Lilypie Fourth Birthday tickers

26 Ağustos 2014 Salı

Bebekle Tatil - Vol.3


Geçen hafta 3 günlüğüne şehir dışına tatile gittik. Bu, Ege’yle çıktığımız üçüncü tatil bu sene. Bana pek tatil olmadı tabii, işe gelince dinlendim. Ama çok şükür diyelim, bu yaşta bebekle bunu yapamayan, fırsat bulamayan çok insan var. 

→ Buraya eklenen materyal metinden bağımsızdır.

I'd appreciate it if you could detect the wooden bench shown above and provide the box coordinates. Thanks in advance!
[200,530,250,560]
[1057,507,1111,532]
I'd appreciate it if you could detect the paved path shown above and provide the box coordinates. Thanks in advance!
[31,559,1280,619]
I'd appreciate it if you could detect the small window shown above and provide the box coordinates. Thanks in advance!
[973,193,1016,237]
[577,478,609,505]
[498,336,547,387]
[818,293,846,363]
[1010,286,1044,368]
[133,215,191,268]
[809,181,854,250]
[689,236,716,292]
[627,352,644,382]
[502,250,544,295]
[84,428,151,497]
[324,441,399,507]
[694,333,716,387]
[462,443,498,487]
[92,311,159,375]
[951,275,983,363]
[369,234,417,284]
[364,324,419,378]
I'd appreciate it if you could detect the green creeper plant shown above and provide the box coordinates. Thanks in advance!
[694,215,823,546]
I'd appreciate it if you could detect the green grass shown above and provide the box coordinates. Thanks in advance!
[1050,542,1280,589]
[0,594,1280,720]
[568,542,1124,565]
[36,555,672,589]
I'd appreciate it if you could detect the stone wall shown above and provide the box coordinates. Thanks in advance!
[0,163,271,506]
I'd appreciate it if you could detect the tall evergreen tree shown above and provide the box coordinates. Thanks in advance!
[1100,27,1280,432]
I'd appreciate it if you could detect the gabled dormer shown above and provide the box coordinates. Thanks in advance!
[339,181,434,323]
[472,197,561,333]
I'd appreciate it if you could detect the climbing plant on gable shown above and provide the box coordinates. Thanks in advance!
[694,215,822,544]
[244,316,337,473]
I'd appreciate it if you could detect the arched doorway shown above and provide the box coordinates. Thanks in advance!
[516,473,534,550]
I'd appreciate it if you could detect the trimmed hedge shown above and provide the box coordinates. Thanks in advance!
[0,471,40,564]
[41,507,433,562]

Ege’yle çıktığımız ilk tatilde, henüz ayaklanmamış, bu kadar hareketlenmemiş, hala emen (yaşasın anne sütünün sakinleştirici etkisi), nispeten daha sakin bir bebekti. O yüzden bizim için çok kolay bir tatil olmuştu. Sonra yazlığa gittik. Ben bir eve gittiğimiz için kolay olacağını sanmıştım ama en zor tatilimiz o olmuş meğer. Çünkü şimdi bir otele gittik. Yazlıktan daha rahat ettiğimizi söyleyebilirim. Tabii bir de Ege’nin 1 yaşını geçmiş olmasının da etkisi büyük. Çünkü en azından yemekler konusunda çok rahat ettim. 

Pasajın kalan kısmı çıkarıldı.